散々ぱら俺の上で転がり騒ぎようやく俺は3人から解放された。
「はぁ…、死ぬかと思った」
「そのまま死ねば良かったのに」
そんな爽やかな笑顔で言ってんじゃねぇ。
「悪ぃな秋。ホントに主役食っちまった笑」
苦笑いしながら首を傾け
「仕方ないっすよ。この話の主役は野島さんに譲ります」
と先輩を立てる後輩の鏡みたいなことを言った。
「ぼじまざん、ばだじずごぐがんげぎじまじだ(野島さん、私凄く感激しました)」
「おい乃蒼、ついに注釈まで付き出したからそろそろそのキャラやめておけ」
「だっでぇ…」
「ぼじまざん、ばだじ…」
「彩綾、お前は違う!やめろ!」
「ぼじまざん、、ぼべ…」
「雪平、面白そうだからって乗っかるな」
ったく、なんて後輩どもだ…。サイコーじゃねぇか。
ああ、疲れた。なんだこの疲労感。全身力が入らねぇよ。けどいいんだ。終わった。終わっちゃったんだ。やだな。またこいつらと走りてぇな。けどもう2度とできねぇんだ。

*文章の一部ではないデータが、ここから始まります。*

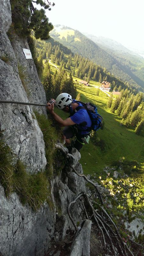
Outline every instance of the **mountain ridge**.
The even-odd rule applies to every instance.
[[[97,65],[105,68],[117,77],[133,84],[139,90],[143,91],[144,88],[144,60],[143,65],[142,61],[141,66],[138,68],[137,61],[133,59],[131,61],[129,58],[127,59],[119,54],[116,59],[114,53],[100,47],[78,30],[72,29],[73,32],[72,34],[70,32],[68,33],[68,29],[70,28],[71,30],[72,29],[68,27],[55,27],[50,36],[55,40],[70,48],[74,53],[78,53],[89,59]],[[67,35],[64,34],[66,30],[68,31]],[[76,40],[76,38],[77,39]]]

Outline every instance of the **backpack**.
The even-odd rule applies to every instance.
[[[75,102],[81,103],[83,106],[83,107],[79,106],[77,107],[76,108],[76,110],[78,111],[82,109],[86,109],[90,118],[92,123],[92,125],[90,128],[88,128],[87,131],[92,130],[96,132],[99,129],[103,129],[102,125],[103,118],[97,113],[97,108],[95,105],[93,105],[90,102],[84,103],[78,100],[75,100]],[[82,124],[81,124],[83,125]]]

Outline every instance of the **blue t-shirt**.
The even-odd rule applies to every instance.
[[[83,107],[81,103],[76,103],[79,104],[79,106]],[[88,128],[90,127],[92,124],[91,120],[86,109],[83,108],[79,109],[77,112],[76,112],[72,116],[70,116],[70,118],[74,123],[78,124],[81,124],[83,122],[86,122],[87,124],[86,125],[82,126],[82,128],[84,131],[82,131],[81,133],[81,134],[87,134],[89,133],[90,131],[84,131],[84,130],[86,130]]]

俺は赤くなったであろう目を誰にも見られないように顔を背けた。
フェンス越しで拍手をする花さんの姿が見えて、俺は胸が熱くなって少しだけ涙が溢れそうになった。
上を見上げ誤魔化す。曇天の隙間に青が見える。
「見てたかよ?母さん」
俺は今、母さんのいないこの世界で這いつくばって生きてるよ。一緒に泥水飲んでくれる仲間が、こんなにも出来たよ。